Athira PharmaThe neurodegeneration-focused biopharma Athira Pharma (Nasdaq:ATHA) has seen its stock drop more than 90% since December 31, 2020. Today alone, the company’s share price was down 66.73%, falling to $2.81, in mid-day trading after the company announced disappointing results from the Phase 2 ACT-AD study focused on fosgonimeton in Alzheimer’s disease.

The company announced that the study failed to meet its primary endpoint, which involved a statistically significant change in event-related potential (ERP) P300 latency.

P300 is a measure of decision-making detected using electroencephalography (EEG).

Athira did note the suggestion of a positive effect in a pre-specified subgroup analysis in ERP P300 latency and Alzheimer’s Disease Assessment Scale-Cognitive Subscale (ADAS-Cog11) at week 26 relative to placebo.

“Following compelling ERP P300 latency biomarker data from a small Phase 1b trial over eight days in Alzheimer’s patients on fosgonimeton monotherapy, this Phase 2 trial provides valuable insights into the nature of this novel intervention over 26 weeks,” said Dr. Hans Moebius, chief medical officer of Athira, in a news release.

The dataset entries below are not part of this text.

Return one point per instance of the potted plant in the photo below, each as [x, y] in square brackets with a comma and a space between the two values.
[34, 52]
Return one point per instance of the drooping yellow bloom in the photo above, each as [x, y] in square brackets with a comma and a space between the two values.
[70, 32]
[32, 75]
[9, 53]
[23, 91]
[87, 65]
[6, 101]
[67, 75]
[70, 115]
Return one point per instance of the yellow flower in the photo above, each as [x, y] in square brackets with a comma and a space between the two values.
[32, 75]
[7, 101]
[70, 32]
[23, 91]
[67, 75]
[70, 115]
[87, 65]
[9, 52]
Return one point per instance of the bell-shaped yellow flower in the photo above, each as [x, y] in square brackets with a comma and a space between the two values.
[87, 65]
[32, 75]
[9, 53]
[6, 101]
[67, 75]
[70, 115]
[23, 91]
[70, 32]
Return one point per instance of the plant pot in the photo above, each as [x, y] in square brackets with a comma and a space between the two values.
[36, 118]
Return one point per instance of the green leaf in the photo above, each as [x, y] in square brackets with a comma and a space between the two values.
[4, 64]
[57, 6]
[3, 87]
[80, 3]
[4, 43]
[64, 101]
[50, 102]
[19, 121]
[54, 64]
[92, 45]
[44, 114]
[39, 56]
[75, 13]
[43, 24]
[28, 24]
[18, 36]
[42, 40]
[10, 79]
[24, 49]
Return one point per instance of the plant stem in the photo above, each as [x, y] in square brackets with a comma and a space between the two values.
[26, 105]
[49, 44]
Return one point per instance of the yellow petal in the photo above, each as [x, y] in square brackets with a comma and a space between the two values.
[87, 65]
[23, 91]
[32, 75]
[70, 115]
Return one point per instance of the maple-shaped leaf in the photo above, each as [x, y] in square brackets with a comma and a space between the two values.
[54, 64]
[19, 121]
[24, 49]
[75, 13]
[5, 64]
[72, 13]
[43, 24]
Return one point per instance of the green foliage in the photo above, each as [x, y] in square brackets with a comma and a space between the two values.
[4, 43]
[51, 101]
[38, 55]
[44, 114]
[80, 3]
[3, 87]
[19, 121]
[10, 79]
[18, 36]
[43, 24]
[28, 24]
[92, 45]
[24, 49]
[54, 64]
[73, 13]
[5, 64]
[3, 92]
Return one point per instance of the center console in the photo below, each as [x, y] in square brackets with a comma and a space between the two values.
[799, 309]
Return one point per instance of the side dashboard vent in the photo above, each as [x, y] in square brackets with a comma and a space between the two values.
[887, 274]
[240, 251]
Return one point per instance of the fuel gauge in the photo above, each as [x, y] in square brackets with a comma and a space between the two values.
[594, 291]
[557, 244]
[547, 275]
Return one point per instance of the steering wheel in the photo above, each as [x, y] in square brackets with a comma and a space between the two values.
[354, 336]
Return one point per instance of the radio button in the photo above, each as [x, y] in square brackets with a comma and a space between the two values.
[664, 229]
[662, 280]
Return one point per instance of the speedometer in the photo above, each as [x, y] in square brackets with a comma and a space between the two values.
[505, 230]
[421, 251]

“ACT-AD was designed as a learning study to further investigate the ERP P300 biomarker signal over 6 months, assess safety in a patient population more representative of the real world, by allowing the use of add-on standard-of-care acetylcholinesterase inhibitors (AChEIs, e.g., donepezil), and explore fosgonimeton’s effect on psychometric outcomes, including ADAS-Cog11, to inform the ongoing Phase 3 LIFT-AD study. To that end, this study achieved its goal.”

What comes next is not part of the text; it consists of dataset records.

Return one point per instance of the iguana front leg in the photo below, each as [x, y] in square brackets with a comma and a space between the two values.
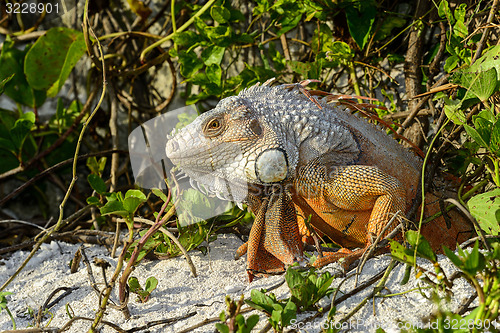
[274, 239]
[350, 204]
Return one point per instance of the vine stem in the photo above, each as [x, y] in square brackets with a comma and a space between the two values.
[180, 29]
[74, 178]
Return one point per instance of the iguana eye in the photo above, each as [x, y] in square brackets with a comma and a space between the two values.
[213, 127]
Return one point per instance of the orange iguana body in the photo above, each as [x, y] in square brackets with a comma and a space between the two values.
[301, 159]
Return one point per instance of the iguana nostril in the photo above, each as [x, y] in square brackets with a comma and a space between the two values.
[172, 146]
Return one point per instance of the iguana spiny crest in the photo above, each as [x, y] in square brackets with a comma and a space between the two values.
[259, 137]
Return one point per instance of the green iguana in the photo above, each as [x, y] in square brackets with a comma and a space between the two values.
[293, 157]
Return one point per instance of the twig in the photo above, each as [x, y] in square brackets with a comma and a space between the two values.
[90, 274]
[480, 45]
[173, 238]
[373, 246]
[473, 220]
[57, 143]
[375, 291]
[344, 297]
[68, 192]
[53, 168]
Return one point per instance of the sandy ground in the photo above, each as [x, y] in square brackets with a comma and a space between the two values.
[179, 293]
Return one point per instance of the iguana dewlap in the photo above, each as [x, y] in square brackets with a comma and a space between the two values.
[295, 157]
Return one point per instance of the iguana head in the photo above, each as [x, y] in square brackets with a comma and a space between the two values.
[232, 143]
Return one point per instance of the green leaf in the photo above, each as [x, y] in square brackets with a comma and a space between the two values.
[97, 183]
[20, 131]
[474, 134]
[450, 63]
[3, 299]
[222, 328]
[151, 284]
[452, 109]
[52, 57]
[399, 252]
[133, 198]
[186, 38]
[453, 257]
[485, 208]
[389, 23]
[289, 313]
[260, 301]
[12, 63]
[339, 52]
[424, 248]
[220, 14]
[474, 262]
[481, 84]
[445, 12]
[214, 73]
[114, 207]
[93, 201]
[134, 284]
[252, 321]
[460, 29]
[95, 166]
[360, 18]
[495, 138]
[190, 63]
[159, 193]
[4, 82]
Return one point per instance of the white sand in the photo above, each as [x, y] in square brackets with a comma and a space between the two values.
[179, 293]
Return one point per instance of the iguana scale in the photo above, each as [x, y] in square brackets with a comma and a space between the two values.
[294, 157]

Moebius noted that a post hoc analysis related to the study showed a “meaningful improvement” in ERP P300 latency (-28 milliseconds) and cognitive performance (ADAS-Cog11: -3.3 points) relative to placebo.

The drug candidate was generally well tolerated in the study.

In October 2021, Athira’s former CEO, Leen Kawas, relinquished her role in the wake of research misconduct allegations. In June 2021, the company’s stock fell almost 40% after placing Kawas on leave.

Post hoc analyses played a role in convincing Biogen (Nasdaq:BIIB) to pursue market authorization for Aduhelm (aducanumab), a controversial drug that has faced a series of setbacks over the past year.